The federal government’s debt ceiling is essentially a debt limit. Unlike individual consumers with credit card limits, the federal government has the power to set their debt ceiling. The debt ceiling is the maximum amount of debt that they are allowed to have. For example, if your credit card limit is $5,000, then you are only allowed to spend $5,000. It doesn’t work this way for Congress, who acts as both the credit issuer and the spender, in this case. 

Once federal spending hits the debt ceiling, the Treasury Department’s ability to issue Treasury bills, notes and bonds is put to a halt. The Department of Treasury is only able to continue these tasks once tax revenue floods in. The good news is that Congress also has the ability to raise the debt ceiling to keep this from happening. 

While debt is always bad for us as individual consumers, it’s not necessarily always bad at the federal government level. A budget deficit can sometimes be a good thing for the U.S. economy. Most of the money that flows in and out of the government’s pockets gets dispersed into the private sector which allows private industries to provide all kinds of goods and services that are in demand. 

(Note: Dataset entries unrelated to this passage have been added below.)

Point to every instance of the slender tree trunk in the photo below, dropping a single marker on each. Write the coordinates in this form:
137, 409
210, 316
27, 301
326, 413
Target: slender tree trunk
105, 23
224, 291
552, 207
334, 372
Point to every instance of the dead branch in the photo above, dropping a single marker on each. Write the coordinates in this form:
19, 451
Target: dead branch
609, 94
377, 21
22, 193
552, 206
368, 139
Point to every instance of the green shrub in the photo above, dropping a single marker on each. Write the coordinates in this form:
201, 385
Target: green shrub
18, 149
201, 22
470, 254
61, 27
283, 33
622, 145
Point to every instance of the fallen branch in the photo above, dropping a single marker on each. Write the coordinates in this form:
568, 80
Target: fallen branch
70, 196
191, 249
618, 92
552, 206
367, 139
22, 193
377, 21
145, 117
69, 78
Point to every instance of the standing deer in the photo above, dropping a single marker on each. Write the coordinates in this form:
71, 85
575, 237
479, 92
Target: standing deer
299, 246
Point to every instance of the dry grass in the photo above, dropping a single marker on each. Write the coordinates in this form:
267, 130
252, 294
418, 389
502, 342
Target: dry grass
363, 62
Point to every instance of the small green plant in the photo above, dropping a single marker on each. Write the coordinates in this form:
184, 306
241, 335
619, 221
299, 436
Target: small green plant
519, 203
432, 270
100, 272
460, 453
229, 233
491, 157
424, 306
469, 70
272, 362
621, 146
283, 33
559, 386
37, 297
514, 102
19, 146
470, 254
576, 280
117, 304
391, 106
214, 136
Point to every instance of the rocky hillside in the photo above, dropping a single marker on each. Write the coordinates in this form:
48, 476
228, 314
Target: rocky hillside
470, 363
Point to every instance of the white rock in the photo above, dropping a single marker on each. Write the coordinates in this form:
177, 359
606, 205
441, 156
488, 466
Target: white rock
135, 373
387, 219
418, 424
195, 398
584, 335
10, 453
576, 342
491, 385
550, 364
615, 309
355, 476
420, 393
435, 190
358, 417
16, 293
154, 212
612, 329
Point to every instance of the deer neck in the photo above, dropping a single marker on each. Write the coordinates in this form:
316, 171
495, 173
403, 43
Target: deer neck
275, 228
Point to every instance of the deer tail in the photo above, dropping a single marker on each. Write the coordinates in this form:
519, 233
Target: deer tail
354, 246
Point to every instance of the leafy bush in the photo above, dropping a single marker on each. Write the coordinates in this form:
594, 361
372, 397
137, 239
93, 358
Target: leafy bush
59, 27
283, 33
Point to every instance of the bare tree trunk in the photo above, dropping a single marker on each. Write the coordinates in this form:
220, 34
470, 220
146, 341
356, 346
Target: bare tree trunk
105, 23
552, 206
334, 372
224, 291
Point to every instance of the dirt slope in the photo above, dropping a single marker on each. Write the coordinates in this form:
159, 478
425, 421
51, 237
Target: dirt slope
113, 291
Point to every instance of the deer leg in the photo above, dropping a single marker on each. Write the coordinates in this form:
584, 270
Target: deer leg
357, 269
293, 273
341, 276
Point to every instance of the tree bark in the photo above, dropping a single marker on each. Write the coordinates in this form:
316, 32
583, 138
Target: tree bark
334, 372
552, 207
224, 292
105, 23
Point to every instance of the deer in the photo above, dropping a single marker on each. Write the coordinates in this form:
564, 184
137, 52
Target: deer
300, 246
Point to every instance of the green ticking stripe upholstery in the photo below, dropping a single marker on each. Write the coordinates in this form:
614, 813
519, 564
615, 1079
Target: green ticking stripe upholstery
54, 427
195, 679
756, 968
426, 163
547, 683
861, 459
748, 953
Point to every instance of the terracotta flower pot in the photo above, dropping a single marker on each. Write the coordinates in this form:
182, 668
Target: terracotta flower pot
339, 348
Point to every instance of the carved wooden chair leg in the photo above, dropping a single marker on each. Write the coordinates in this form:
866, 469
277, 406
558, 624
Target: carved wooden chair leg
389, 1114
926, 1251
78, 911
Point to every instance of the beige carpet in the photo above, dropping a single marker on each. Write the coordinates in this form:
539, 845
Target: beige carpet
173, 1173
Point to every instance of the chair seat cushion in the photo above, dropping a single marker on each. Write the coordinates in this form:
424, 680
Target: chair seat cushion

Intragovernmental holdings vs. public debt

The National debt is broken down into two separate categories:

  • Intragovernmental holdings.
  • Public debt. 

Basically, the intragovernmental holdings is the amount of money that the federal government owes itself. The government ends up owing itself money when they borrow money from a different section of the federal budget. For example, let’s say that every month you allow yourself to spend $300 on groceries and $200 on entertainment. This month, you wanted to have a little bit more fun than usual and ended up spending $300 on entertainment. Instead of borrowing the money from a different source, you would probably just take the extra $100 out of your grocery allowance. This is how federal spending works when it comes to intragovernmental debt. 

Public debt is comprised of debt from:

  • Individuals.
  • Corporations.
  • State and local governments.
  • Federal Reserve Banks (13%).
  • Foreign governments (30%). 

The largest portion, around $6.4 trillion worth, of our public debt belongs to foreign governments. China owns approximately 5.5% and Japan comes at a very close second, owning almost the same amount. 

What is the Debt-to-GDP ratio?

To fully understand the way the national debt works, you must understand what Gross Domestic Product (GDP) is and how it works. The GDP is the total monetary value of all of the goods and services produced throughout the entire country. To put this into perspective, imagine the government debt being your credit card debt and the GDP being the total amount of income you have coming in. 

The debt-to-GDP ratio is used to compare our country’s total debt to its Gross Domestic Product. This is how we keep track of the likelihood that a country is capable of paying back their debts. High ratios signify that the country probably won’t be able to pay back its debt and a low ratio is a sign that they are making enough product to be able to pay back debts. 

Currently, the U.S. has a debt-to-GDP ratio of 104%, which is definitely on the high side. However, foreign governments still continue to buy our debts because the U.S. government makes up its own rules and can print out more money. The U.S. national debt also has an extremely low interest rate at only 1.24%

The more the national debt increases, the more likely it is that the United States would default. However, the chances of that happening aren’t very high.